Text mining is the practice of extracting and transforming unstructured text data into structured text information. Mining typically relies on a unique combination of machine learning, statistics and linguistics. This mined information can then be used to:
- Answer specific questions
- Perform analysis
- Discover meaningful patterns
A subset of data mining, text mining is particularly focused on documents, materials and information resources that contain unstructured text data. So, in this article, let’s take a look at how text mining works, use cases for it — and how it can uncover meanings and patterns that traditional approaches cannot.
How text mining works
The goal of text mining is to discover meaningful insights and patterns, as well as unknown information based on contextual knowledge. The concept of text mining is similar to that of data mining, except that text mining is focused only on text that can be interpreted as natural language given a specific structural format, such as documents, materials and information resources that contain unstructured text data.
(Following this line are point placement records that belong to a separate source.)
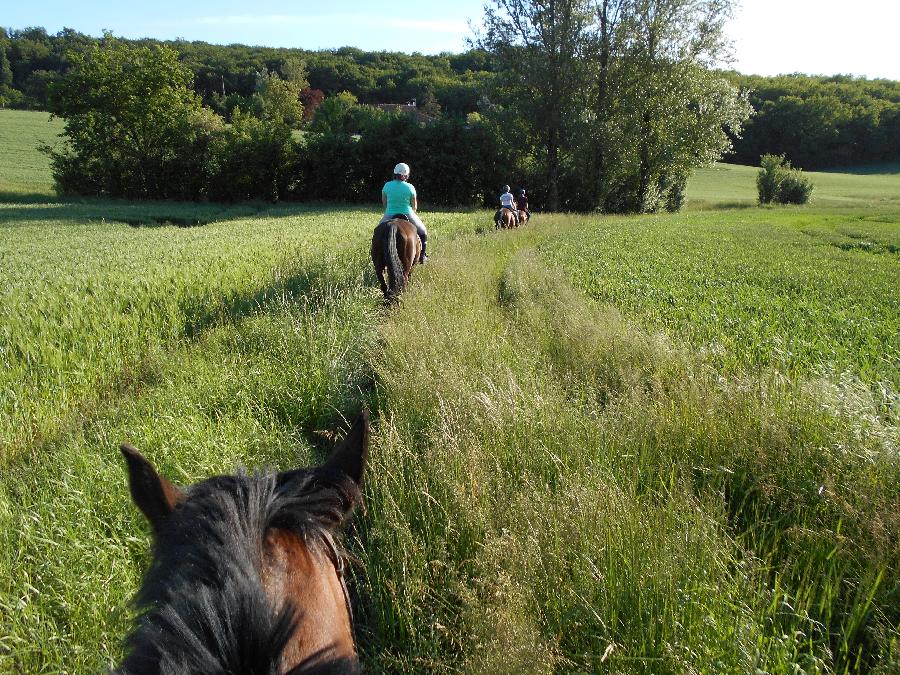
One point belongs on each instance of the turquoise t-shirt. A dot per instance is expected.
(399, 197)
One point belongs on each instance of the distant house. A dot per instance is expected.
(409, 108)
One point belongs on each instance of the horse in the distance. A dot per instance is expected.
(247, 574)
(396, 247)
(504, 219)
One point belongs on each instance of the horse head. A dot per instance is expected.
(247, 573)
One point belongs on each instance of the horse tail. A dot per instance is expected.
(395, 269)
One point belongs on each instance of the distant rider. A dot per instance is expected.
(507, 201)
(522, 202)
(399, 196)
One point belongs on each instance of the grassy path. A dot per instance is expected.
(554, 485)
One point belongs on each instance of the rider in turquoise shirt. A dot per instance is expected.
(399, 196)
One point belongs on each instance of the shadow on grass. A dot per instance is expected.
(887, 168)
(18, 208)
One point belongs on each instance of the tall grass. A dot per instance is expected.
(656, 444)
(558, 489)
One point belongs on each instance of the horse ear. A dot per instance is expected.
(350, 456)
(153, 494)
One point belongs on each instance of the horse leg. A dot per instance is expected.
(378, 262)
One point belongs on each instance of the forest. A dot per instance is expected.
(568, 144)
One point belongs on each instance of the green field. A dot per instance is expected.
(733, 186)
(652, 444)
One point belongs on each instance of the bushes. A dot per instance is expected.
(135, 129)
(778, 182)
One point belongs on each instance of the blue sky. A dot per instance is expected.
(770, 36)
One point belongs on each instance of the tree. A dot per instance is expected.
(278, 100)
(541, 48)
(334, 114)
(670, 45)
(134, 126)
(311, 100)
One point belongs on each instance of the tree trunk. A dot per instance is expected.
(644, 185)
(553, 168)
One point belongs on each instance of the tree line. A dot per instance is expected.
(815, 121)
(603, 105)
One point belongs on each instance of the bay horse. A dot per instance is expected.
(505, 219)
(247, 573)
(395, 246)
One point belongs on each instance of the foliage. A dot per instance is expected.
(778, 182)
(333, 116)
(619, 101)
(657, 465)
(820, 121)
(253, 159)
(311, 100)
(452, 163)
(133, 125)
(277, 101)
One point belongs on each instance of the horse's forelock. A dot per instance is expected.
(202, 596)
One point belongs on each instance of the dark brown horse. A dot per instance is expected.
(505, 219)
(247, 574)
(395, 246)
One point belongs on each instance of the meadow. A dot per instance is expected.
(658, 444)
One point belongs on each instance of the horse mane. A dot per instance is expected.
(204, 609)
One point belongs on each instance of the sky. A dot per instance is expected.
(769, 36)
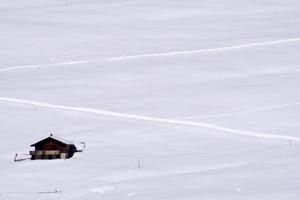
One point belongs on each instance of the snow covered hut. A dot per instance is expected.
(53, 148)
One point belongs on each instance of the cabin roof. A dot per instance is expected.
(63, 141)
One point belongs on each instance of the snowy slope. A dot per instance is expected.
(204, 93)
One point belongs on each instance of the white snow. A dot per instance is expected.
(204, 96)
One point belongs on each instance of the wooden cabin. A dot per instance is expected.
(53, 148)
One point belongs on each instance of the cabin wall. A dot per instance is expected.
(52, 146)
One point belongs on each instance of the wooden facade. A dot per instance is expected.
(52, 148)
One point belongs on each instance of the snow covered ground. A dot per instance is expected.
(205, 94)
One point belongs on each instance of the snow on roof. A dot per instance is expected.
(56, 138)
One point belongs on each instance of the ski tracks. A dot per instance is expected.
(150, 119)
(150, 55)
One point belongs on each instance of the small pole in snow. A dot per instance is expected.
(139, 164)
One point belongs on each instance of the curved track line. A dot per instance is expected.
(166, 54)
(151, 119)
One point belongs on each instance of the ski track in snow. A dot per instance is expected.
(151, 119)
(270, 108)
(167, 54)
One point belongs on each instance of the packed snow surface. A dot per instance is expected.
(174, 99)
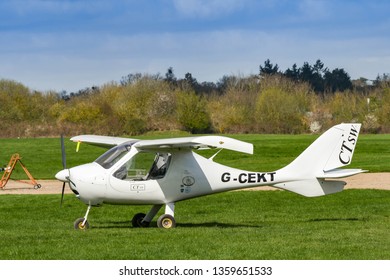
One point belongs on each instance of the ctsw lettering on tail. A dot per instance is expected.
(348, 146)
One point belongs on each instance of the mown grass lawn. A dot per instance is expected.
(271, 225)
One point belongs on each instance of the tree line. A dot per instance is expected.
(270, 102)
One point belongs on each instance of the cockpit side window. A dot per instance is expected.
(144, 166)
(112, 156)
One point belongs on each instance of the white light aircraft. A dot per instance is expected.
(165, 171)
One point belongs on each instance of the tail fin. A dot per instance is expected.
(322, 160)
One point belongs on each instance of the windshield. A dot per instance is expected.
(112, 156)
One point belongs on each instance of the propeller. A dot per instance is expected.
(63, 165)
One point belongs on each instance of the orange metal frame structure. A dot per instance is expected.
(10, 168)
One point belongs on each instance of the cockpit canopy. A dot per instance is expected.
(113, 155)
(141, 166)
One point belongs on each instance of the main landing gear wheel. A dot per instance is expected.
(137, 220)
(166, 221)
(78, 224)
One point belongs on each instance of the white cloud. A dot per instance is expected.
(206, 8)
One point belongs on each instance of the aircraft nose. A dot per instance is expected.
(63, 175)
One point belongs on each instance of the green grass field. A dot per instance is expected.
(353, 224)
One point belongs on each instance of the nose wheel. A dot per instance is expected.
(82, 223)
(166, 221)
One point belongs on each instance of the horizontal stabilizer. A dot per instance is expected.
(341, 173)
(101, 141)
(312, 187)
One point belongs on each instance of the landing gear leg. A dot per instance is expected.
(82, 223)
(142, 220)
(167, 220)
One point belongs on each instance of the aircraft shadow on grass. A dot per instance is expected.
(127, 224)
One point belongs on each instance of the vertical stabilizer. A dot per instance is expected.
(322, 160)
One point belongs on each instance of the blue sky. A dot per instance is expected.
(74, 44)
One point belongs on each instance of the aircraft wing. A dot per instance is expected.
(101, 141)
(199, 142)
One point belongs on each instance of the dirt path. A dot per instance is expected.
(360, 181)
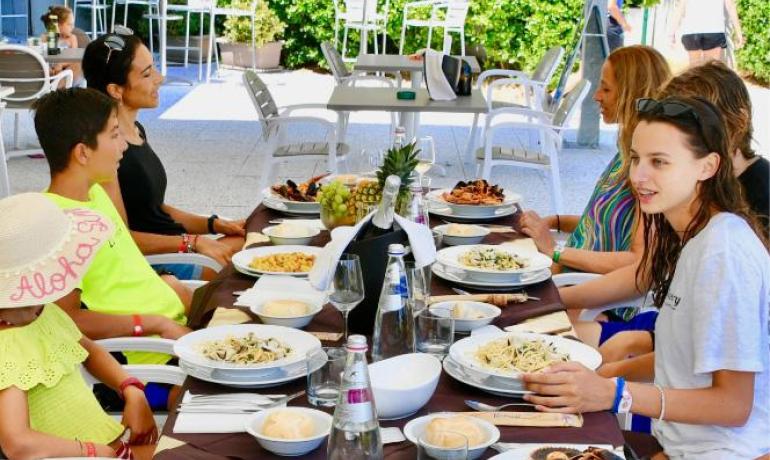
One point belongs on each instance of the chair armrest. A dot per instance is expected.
(184, 258)
(65, 75)
(149, 344)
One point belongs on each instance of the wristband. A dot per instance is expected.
(620, 384)
(129, 382)
(210, 223)
(138, 330)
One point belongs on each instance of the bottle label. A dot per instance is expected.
(358, 406)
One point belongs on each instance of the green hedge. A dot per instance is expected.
(754, 57)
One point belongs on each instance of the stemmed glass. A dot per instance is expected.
(347, 286)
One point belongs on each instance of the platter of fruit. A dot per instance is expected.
(343, 198)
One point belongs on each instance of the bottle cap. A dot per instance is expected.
(356, 343)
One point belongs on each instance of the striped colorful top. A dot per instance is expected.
(609, 218)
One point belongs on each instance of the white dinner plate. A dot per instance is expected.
(472, 210)
(242, 259)
(248, 381)
(450, 258)
(188, 347)
(276, 202)
(488, 384)
(462, 278)
(462, 352)
(522, 451)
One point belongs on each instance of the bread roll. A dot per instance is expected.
(288, 425)
(442, 432)
(285, 308)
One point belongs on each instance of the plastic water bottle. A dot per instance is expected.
(394, 324)
(355, 433)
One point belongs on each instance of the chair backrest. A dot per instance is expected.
(336, 64)
(456, 12)
(262, 99)
(548, 64)
(570, 102)
(25, 70)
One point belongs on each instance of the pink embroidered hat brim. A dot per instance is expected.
(44, 250)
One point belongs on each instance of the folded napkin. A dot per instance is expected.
(280, 287)
(224, 316)
(255, 238)
(505, 418)
(420, 240)
(187, 422)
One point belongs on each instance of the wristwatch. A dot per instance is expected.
(557, 250)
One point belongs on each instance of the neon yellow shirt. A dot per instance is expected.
(43, 358)
(120, 281)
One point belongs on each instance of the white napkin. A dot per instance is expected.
(277, 286)
(420, 240)
(187, 422)
(439, 88)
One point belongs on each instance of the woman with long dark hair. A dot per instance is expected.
(707, 265)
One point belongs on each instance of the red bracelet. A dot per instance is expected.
(138, 326)
(130, 382)
(90, 449)
(183, 244)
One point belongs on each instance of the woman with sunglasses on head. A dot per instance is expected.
(120, 66)
(707, 265)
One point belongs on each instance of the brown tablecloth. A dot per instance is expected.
(599, 428)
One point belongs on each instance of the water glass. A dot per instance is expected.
(324, 375)
(419, 286)
(457, 447)
(435, 334)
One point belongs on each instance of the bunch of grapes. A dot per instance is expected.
(333, 197)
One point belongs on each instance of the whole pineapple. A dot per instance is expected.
(400, 161)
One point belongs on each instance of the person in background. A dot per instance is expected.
(46, 408)
(616, 24)
(706, 262)
(702, 27)
(605, 236)
(120, 66)
(123, 296)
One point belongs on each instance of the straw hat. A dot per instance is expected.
(44, 250)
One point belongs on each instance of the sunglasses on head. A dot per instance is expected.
(115, 40)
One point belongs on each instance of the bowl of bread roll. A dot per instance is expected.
(290, 431)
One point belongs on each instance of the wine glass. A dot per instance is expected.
(426, 157)
(347, 286)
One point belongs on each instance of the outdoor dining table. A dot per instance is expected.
(598, 428)
(352, 98)
(66, 56)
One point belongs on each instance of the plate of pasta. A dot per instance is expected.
(511, 354)
(246, 347)
(291, 260)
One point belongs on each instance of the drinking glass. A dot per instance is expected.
(419, 287)
(324, 374)
(347, 286)
(434, 333)
(457, 450)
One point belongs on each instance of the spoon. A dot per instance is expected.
(482, 407)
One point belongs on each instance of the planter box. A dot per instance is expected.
(178, 55)
(239, 55)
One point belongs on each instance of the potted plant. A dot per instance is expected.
(236, 48)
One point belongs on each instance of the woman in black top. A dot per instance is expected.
(121, 66)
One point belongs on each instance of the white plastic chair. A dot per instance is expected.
(26, 71)
(274, 131)
(449, 15)
(361, 15)
(535, 88)
(542, 154)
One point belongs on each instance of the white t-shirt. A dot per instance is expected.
(716, 317)
(703, 17)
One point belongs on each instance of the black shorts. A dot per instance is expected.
(695, 42)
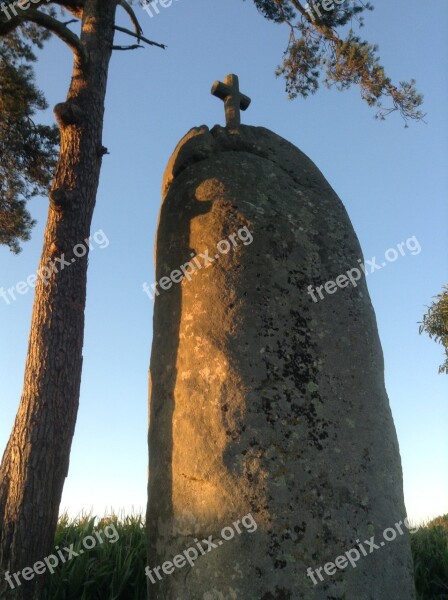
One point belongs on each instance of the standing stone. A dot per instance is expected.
(263, 401)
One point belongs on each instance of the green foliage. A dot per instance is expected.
(435, 323)
(109, 571)
(430, 551)
(117, 571)
(317, 54)
(27, 149)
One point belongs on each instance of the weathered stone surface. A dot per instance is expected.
(263, 401)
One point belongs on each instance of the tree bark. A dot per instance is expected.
(36, 459)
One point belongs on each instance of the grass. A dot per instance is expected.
(109, 571)
(115, 571)
(430, 551)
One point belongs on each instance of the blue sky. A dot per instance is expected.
(393, 182)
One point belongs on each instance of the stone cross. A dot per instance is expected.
(234, 101)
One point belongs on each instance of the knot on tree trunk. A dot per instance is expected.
(68, 113)
(61, 199)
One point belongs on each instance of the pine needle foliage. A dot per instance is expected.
(324, 48)
(27, 149)
(435, 323)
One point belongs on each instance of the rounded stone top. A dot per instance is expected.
(201, 143)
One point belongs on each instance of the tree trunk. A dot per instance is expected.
(36, 459)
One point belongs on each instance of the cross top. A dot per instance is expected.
(234, 100)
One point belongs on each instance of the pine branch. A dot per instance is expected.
(51, 24)
(139, 37)
(128, 8)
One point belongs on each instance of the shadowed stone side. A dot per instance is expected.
(261, 400)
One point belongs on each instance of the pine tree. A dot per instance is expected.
(27, 149)
(323, 48)
(36, 459)
(435, 324)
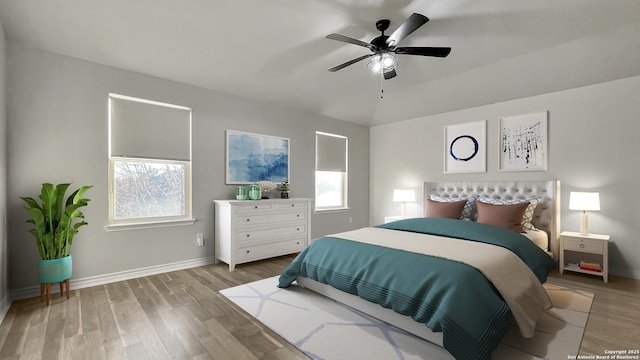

Other names for this practice include text data mining and text analytics.
Research suggests that 80% of business data consists of unstructured text data. In order to transform text-based big data into meaningful information and — eventually — actionable knowledge, text mining procedures may include:
- Information Retrieval (IR)
- Information Extraction (IE)
- Natural Language Processing (NLP)
- Other machine learning algorithms
The important element of text mining is to produce knowledge from distributed and isolated sources of data across structured, unstructured and semi-structured formats.
Use cases for text mining
Most traditional data platforms using data warehouse systems require preprocessing of information to adopt an established schema structure. Additionally, modern data platforms such as data lake and data lakehouse technologies also apply a schema structure based on tooling specifications at the analysis stage (schema-on-read).
With that context, we can confidently say that an automated and intelligent mechanism for transforming natural text data into a standardized format has plenty of applications, no matter your business function or your industry. These applications include:
- Sentiment analysis. Analyzing language nuances to understand customer sentiment on product performance, functionality and features. Relevant data may be available in the form of social media posts, emails, surveys and transcriptions that follow diverse linguistic semantics and nuances.
- Document categorization. Documents may be clustered and classified based on information themes, language style, metadata and attributes, consumption trends by end-users.
- Text summary. Reviewing large documents and text assets and extracting the most relevant or meaningful knowledge from the data.
- Name entity recognition. Extracting identifiable information pertaining to entities including users, partners, service providers, businesses, locations and other objects.
- Pattern recognition & knowledge discovery. Identifying knowledge and insights collectively from multiple sources of natural language. Machine learning algorithms are used to automatically identify patterns in the text and use existing knowledge or the generalization capability of the machine learning model to classify text as an insight, anomaly or pattern.
- Feedback analysis & recommender engines. Understanding customer preferences from natural language interactions in the form of social media posts, tickets submitted to the IT Service Desk, search queries and reviews published online. This knowledge is then used to improve product functions and features, recommend products and services that are most likely to engage a customer or close a purchase.
As the application of text mining becomes more complex, traditional statistical techniques for information retrieval and text classification do not suffice for two key reasons.
- Large volumes of text data must be efficiently processed and analyzed. This is where using traditional statistical techniques may produce accurate results at the expense of processing speed, and therefore are rendered ineffective in a business setting.
- The target keywords may not be recorded in a natural language or text format. This requires integration with complementing data mining techniques that process audio, images, video and log data streams.
Text mining: a two-phase process
Text mining has a high commercial value – imagine all that knowledge available in corporate databases! But, extracting any non-trivial pattern from the text big data requires tedious manual efforts.
A simplified text mining process can be described in two phases: refining the text and distilling the knowledge contained therein.
Phase 1: Text refining
This is an intermediate step that processes unstructured text from resources such as emails, documents, images or other sources of text data, into a structured piece of information. AI techniques including Information Retrieval and Information Extraction are employed at this phase. The unstructured data may not conform to a unified standard required for an NLP tool for knowledge discovery.
Deviations including differences in language nuances and semantics make it challenging to assign a consistent structure to the available text big data.
Phase 2: Knowledge distillation & discovery
A refined text requires further analysis in order to discover patterns, extract knowledge, obtain contextual insights and answer specific questions.
The function of knowledge distillation employs advanced machine learning techniques including NLP that are used to discover knowledge from structured text efficiently and automatically. This knowledge may include non-trivial patterns that can only be deduced from refined text after exhaustive search, AI model training and learning.
Valuable application: Text mining in biology
Some of the most impactful applications of text mining are observed in the bioinformatics domain. For instance, researchers studying protein interactions are able to use text mining to analyze the usage of language around specific sets of proteins separately in existing biosciences literature.
It may be possible that two protein structures may not be discussed together in the same document and so a simple “bag of words” search may not return any meaningful search result. However, the language and terminology that occurs in separate documents around the keywords of interest, may point to relevance between the protein structures.